Oh, man, allowing UNDO but charging a unit of heat as a penalty.  I like that.  That is snazzy.  Now go make PLUG HOLE WITH GUM synonymous with PUT GUM IN HOLE already!  Chop chop, Master Onion!

>fill radiator with water
You need to be holding the radiator before you can put it into something else.
I think this is the first time in my life anyone has told me I need to be holding a radiator.  Those things is hot, yo.

Oh, man, made it to work and the boss upped the ante.  Apparently I need to iron my pants and do something about my stench and my attitude.  That’s cool.  I can do that.

>iron clothes
You, as you’ve always done, use one hand to hold your clothes up in the air and the other to slash your iron wildly at them.  Much to the surprise of everyone who have ever witnessed your efforts, it works.
I call it The Trouser Press of the Drunken Monkey.  Also, that should be “everyone who has witnessed your efforts.”  Everyone, bizarrely enough, is singular.

Whoo-hoo!  Got my promotion!  It’s weird that it would hinge solely on my performance this morning, but I’ll take it.

So, yeah, I had fun with this game.  The puzzles were logical and well-hinted, if maybe a tiny bit too easy.  (By which I mean there could also have been one or two harder ones.)  I really liked the way the progression was handled, how at first you think you’re King Shit of the Turd People under Deuce Mountain because you managed to get your clothes on, then you get into work and your boss is all “dude, you smell bad.”
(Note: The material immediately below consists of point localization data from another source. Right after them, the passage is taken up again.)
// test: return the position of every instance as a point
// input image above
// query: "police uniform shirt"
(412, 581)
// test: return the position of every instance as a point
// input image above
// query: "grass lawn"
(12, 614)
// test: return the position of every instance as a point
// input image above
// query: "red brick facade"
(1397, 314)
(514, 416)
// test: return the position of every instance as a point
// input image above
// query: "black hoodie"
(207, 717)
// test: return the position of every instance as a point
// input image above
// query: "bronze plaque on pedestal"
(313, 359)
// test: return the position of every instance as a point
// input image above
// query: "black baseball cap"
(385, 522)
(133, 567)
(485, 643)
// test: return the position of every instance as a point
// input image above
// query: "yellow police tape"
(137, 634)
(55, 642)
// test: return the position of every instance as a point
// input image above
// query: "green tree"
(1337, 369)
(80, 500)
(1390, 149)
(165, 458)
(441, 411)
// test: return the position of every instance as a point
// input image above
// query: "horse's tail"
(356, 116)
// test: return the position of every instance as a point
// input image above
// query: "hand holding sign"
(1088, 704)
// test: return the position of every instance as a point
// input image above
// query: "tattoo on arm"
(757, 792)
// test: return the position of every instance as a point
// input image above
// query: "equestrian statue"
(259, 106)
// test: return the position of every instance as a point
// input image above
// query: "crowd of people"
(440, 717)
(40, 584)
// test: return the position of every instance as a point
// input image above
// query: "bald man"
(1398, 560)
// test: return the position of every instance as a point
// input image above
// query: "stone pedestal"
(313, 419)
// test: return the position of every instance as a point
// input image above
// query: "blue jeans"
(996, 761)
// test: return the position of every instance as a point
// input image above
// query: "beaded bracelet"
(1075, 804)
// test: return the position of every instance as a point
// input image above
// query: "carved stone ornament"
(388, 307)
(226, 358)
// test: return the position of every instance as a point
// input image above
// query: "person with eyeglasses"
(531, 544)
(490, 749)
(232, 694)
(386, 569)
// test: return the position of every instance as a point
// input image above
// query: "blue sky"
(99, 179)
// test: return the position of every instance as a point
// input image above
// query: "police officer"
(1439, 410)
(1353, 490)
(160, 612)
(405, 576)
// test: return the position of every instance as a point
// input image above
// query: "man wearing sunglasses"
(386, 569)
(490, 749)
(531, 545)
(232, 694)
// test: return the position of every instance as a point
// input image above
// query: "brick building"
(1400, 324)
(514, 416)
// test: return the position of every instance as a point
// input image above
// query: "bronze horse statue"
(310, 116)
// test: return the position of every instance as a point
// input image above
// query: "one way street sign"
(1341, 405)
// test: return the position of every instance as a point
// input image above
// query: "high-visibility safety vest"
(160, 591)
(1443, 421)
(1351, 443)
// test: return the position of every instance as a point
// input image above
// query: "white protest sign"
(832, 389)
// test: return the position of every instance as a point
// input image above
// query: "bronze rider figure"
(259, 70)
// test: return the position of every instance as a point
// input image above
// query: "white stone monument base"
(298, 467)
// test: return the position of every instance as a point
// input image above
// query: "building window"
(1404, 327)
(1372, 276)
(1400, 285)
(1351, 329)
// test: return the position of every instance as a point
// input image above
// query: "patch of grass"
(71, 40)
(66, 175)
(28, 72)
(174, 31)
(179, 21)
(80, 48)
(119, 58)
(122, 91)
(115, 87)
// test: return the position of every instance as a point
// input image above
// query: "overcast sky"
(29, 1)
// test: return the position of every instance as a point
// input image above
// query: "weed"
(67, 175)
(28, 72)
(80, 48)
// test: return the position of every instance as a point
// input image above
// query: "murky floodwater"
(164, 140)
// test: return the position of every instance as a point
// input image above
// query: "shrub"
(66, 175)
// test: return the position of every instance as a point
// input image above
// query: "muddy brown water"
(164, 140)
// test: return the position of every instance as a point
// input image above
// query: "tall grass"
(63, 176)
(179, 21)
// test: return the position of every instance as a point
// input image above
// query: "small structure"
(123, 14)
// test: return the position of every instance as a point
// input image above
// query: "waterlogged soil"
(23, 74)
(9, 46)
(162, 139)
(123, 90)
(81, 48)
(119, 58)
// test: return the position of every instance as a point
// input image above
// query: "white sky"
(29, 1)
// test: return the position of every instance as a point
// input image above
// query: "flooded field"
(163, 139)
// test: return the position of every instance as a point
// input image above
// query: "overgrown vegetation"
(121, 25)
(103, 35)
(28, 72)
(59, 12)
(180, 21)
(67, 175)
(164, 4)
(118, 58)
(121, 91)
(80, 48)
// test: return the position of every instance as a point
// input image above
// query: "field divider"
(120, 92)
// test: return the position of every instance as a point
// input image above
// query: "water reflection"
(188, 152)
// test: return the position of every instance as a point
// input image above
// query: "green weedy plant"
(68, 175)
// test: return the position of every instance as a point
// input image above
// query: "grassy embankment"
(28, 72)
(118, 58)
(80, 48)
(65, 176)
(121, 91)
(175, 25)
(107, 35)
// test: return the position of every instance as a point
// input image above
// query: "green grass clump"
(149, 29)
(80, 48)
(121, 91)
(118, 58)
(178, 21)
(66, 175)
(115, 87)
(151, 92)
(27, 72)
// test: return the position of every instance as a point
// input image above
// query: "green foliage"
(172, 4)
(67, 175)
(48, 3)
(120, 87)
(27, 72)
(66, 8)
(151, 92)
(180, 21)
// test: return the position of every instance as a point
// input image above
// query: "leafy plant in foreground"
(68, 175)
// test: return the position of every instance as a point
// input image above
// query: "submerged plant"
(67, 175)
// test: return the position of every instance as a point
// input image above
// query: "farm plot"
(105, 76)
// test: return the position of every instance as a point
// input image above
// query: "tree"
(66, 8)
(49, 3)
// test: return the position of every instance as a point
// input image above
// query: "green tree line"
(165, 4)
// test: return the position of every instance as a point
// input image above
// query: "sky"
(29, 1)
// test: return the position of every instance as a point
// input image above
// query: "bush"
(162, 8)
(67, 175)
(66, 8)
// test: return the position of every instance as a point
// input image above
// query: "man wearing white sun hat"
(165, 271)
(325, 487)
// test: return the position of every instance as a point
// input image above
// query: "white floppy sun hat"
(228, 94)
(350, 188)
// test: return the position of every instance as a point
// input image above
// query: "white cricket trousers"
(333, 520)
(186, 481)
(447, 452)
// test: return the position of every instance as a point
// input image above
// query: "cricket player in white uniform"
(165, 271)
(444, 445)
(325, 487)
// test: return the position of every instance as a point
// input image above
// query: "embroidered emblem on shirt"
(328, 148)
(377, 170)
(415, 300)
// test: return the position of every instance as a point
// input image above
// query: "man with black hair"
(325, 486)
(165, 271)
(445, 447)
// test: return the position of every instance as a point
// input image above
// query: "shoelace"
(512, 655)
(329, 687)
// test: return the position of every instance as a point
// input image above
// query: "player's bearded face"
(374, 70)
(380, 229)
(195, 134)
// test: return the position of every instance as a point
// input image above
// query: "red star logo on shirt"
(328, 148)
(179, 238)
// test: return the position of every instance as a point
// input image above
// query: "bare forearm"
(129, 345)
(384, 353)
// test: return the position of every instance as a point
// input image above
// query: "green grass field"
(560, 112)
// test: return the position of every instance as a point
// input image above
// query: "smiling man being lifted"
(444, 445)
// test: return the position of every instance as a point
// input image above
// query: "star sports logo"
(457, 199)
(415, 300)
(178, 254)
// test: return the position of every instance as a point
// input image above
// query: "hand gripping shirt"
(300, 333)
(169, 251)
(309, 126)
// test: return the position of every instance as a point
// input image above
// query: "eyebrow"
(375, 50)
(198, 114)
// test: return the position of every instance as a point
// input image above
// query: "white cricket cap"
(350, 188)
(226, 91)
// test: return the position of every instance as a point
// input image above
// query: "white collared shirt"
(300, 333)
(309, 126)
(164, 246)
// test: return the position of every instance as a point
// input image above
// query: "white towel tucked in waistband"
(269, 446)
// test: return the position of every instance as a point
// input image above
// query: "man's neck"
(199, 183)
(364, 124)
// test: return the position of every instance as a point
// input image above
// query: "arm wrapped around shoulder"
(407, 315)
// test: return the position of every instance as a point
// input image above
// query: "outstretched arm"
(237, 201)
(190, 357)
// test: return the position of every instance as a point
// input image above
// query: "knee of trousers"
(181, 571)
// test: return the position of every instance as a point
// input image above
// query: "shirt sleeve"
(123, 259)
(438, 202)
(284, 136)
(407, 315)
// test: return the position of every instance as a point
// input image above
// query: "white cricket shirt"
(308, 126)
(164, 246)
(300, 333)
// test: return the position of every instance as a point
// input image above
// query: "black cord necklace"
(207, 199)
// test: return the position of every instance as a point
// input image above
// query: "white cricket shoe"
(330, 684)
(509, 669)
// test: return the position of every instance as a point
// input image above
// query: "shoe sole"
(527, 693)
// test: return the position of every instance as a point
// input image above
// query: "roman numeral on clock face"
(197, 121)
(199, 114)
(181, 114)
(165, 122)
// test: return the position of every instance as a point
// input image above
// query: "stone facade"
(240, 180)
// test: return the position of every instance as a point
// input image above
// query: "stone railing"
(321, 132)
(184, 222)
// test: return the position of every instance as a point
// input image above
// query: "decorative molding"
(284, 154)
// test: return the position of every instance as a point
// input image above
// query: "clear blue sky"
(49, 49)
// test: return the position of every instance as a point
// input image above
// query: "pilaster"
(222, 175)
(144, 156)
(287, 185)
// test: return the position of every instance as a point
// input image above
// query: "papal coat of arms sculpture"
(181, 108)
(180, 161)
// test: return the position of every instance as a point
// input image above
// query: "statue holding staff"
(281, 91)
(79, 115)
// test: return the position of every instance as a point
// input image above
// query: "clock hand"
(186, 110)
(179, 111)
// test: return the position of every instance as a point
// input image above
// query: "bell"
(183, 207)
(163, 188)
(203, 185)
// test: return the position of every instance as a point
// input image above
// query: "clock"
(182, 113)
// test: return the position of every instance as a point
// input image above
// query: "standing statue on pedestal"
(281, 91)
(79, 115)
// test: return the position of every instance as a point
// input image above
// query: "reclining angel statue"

The setting for the puzzles, though, was less than inspiring.  We have all been this dude in his filthy apartment — some of us in our actual real lives — and it’s not particularly interesting.  Next time I would like to see this puzzle aptitude and attention to detail in a game with more personality.  Oh, and more implementation.  And what was with that backyard?  Is there an easter egg back there I don’t know about?

Giving it a seven.

Update:  I would like to give this game a seven, because I found the flow really satisfying, and I think Peers shows a rare knack for gameplay mechanics, but goddammit, it’s also a shitty apartment game, and giving it a seven is artificially inflating the rest of my scores to the point where nines are having sex with tens and everything is chaos.  So I’m calling it a six, and dude, next time do absolutely anything but a shitty apartment game and it will be awesome.

4 comments

  1. “King Shit of the Turd People under Deuce Mountain” is the worst opera ever penned by human hand.

    It’s also the funniest sentence fragment I’ve read all month.


  2. I am trying to decide if I think it’s hilarious or bullshit.

    I think it’s both. (That’s still a net win.)

    Also, a lot of people complain about not being able to reach the alarm clock from the bed, but in my life I have found that this is an effective way of making sure the alarm clock actually gets you out of bed, so I had no problem with that.


    • Personally, I have found that wherever the alarm clock is, I will materialize next to it as soon as it goes off, smack it the fuck in the snooze button, and teleport back to bed, but I’ll accept that it works for other people.

      When I experimented with this technique, though, I moved just the alarm clock and left the nightstand next to the bed, where in my opinion it belongs, so that you can bung your glasses and the book you’re reading down on it before passing out. The PC in this game seemed neither to wear glasses nor read books, though, so I guess it’s all right.


      • Nightstand next to bed + me + morning = recipe for embarrassing collisions. When I was at the PC’s stage of life I would just put the book on the floor next to the bed. Actually, when I was at the PC’s stage of a life I didn’t really have a bed, it was just a mattress on the floor.

        Holy shit, I was actually a bigger slacker than this guy at this stage of my life. I may have to go back in time and put myself out of my misery.